KB shared some of his favourite stories from Richmond – including how he first walked into the very rooms in which he was speaking as a wide-eyed 14-year-old in the hope of joining training with the under-17 side.

He also spoke of the Tigers’ famous spirit.

“That’s why Richmond is such a famous club, it’s got so many great identities and it’s got a great history,”Bartlett said.

“Struggletown here in the 1920s … blue-collar workers in Richmond, poor families, a tribal existence.

“Go up the road up here, you have Collingwood and you have Carlton, but it was the tribal existence here at Struggletown at Richmond that Richmond was born from.”

Bartlett, now a prominent media commentator, would no doubt like to see a few more players like former teammate Roger Dean taking the field for the Tigers.

“He is probably the toughest player that’s ever played for the Richmond Football Club,” Bartlett said.

“He is the most quietly spoken person you could imagine but, like idiot, when he put on the Richmond jumper with the famous number 3 on his back, he became a lunatic,” he said.

“He led us to the 1969 premiership. He led us down the race and we would follow Roger Dean because of what he stood for.

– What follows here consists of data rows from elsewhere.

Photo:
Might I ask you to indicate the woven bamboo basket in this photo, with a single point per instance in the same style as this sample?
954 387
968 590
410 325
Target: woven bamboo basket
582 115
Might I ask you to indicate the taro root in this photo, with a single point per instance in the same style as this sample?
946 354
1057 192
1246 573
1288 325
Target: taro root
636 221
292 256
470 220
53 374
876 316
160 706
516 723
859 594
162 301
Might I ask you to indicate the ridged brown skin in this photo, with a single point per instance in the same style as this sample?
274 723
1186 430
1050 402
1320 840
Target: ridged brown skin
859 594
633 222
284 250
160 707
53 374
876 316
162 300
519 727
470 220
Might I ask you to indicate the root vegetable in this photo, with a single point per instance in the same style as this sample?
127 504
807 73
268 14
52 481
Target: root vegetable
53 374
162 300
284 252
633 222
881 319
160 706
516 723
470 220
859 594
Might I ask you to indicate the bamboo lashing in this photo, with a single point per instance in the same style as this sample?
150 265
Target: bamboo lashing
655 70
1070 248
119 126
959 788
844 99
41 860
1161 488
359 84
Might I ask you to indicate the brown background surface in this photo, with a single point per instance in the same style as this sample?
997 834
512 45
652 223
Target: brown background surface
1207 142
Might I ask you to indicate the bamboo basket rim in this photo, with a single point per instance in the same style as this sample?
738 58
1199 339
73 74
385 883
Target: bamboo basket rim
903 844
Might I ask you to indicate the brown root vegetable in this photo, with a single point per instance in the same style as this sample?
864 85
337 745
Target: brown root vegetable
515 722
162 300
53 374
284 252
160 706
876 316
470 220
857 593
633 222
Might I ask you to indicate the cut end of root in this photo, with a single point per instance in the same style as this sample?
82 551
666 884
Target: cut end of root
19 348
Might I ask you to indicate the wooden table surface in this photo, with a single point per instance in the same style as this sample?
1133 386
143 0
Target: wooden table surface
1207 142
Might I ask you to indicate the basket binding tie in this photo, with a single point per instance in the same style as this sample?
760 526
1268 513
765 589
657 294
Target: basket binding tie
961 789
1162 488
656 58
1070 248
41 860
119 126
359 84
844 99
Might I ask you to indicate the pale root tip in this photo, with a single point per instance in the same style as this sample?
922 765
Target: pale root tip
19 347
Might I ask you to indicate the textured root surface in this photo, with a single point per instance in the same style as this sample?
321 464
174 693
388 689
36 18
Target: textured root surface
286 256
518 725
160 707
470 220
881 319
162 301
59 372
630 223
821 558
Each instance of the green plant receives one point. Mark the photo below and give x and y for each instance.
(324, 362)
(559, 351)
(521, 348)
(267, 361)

He stood for the spirit of the Richmond Football Club.”

Bartlett said he was fortunate to arrive at the start of Richmond’s “golden era”, but said what made the club great was the people involved, not the trophies in the cabinet.

The Tigers – A Century of League Football is an oral account of the Tigers’ history in the VFL/AFL, and Bartlett is proud of his son’s achievement.

“One of the great things about oral history is that not everyone might agree with what’s in there but that’s the way people see it through their eyes,” Bartlett said.

“I think that’s what makes this book so, so unique.”